Lasers shot out of my eyes and vaporized him on the spot.
Just kidding.
I was mean, instead!
“No.” I said with the same ferocity that my dad used when we were in high school and asked for something expensive and superfluous.
“…Do you know when she’ll be home?” he faltered.
“No. Go away.”
And he backed away a few steps before turning and going on to the next house to insult another 20-something.
Granted, I had had a 12 hour drive the day before, and I wasn’t looking my best, and I also know that most people my age from my hometown have 3-5 kids already, but do I really look that old?
I’ve never thought of myself as someone who looks my age, and I’ve repeatedly been mistaken for much younger—asked for a hall pass when I came in two days a week to teach voice at a high school when I was in graduate school, asked “Honey, are you lost?” while familiarizing myself with the campus where I was a new professor—this tends to happen more often than not.
On one occasion, I was asked if Michael was my son, I went completely nuts on both him and the checkout clerk who’d asked the question in the first place.
Why do I get so upset at getting older?
Michael asks this all the time—he assures me I’m beautiful, but I still get together with my friends from college and we lament the fact that we now have pockets of fat and aren’t pencil-thin anymore—no more 00 Petite for us, we’re now WAY up to 2 or 4 Petite.

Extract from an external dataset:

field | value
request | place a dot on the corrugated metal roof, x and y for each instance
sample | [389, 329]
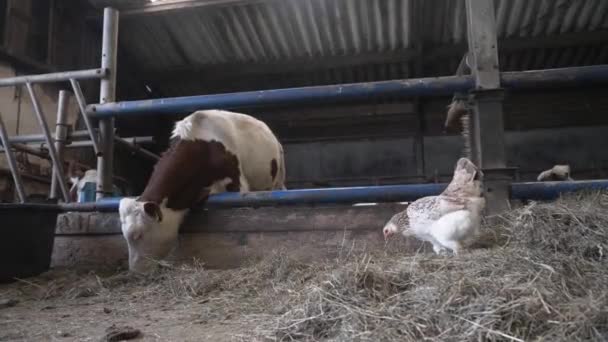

I know some of my readers want to smack me for this, but I can’t help it.
I don’t read magazines, I don’t have cable, and only watch tv on hulu.com or via Netflix. I only browse through magazines when I’m bored in an airport and killing time at Hudson News.
So I don’t see the ads and the “articles” which are really ads but in prose that tell me that I’m not pretty or thin or young enough…and yet, I don’t think I am.
My family told me when I was a child that a woman ought to age gracefully. I still don’t know what that means—given some of the aging techniques of my family, I think it probably means that I should be as frank and brassy as I feel like being. My grandmothers are excellent examples of the older generation saying whatever they feel like and getting away with it.
I guess that’s really the key to aging “gracefully”—completely abandoning the nonsense that comes with “acting like a well-behaved young lady.”
[Expletive deleted] that princess crap, I’ll do what I feel like doing!
Two days after the “mom of the house” incident, I was helping some college friends at an arts festival—we volunteered at a booth where kids could come and make their own jewelry. A heavily made up girl came and sat down—she must have been 16 or 17 under all the goopy eyeliner, designed to make her look older, haha, and she asked us if we went to school here in town.
High school.
“Oh, no,” we said, “we graduated…a while ago.”
And gleeful, we all smiled the smiles of older women mistaken for ten years younger.
Lesson learned: Slightly reckless abandon while playing with shiny objects and proximity to younger people = appearance of youth.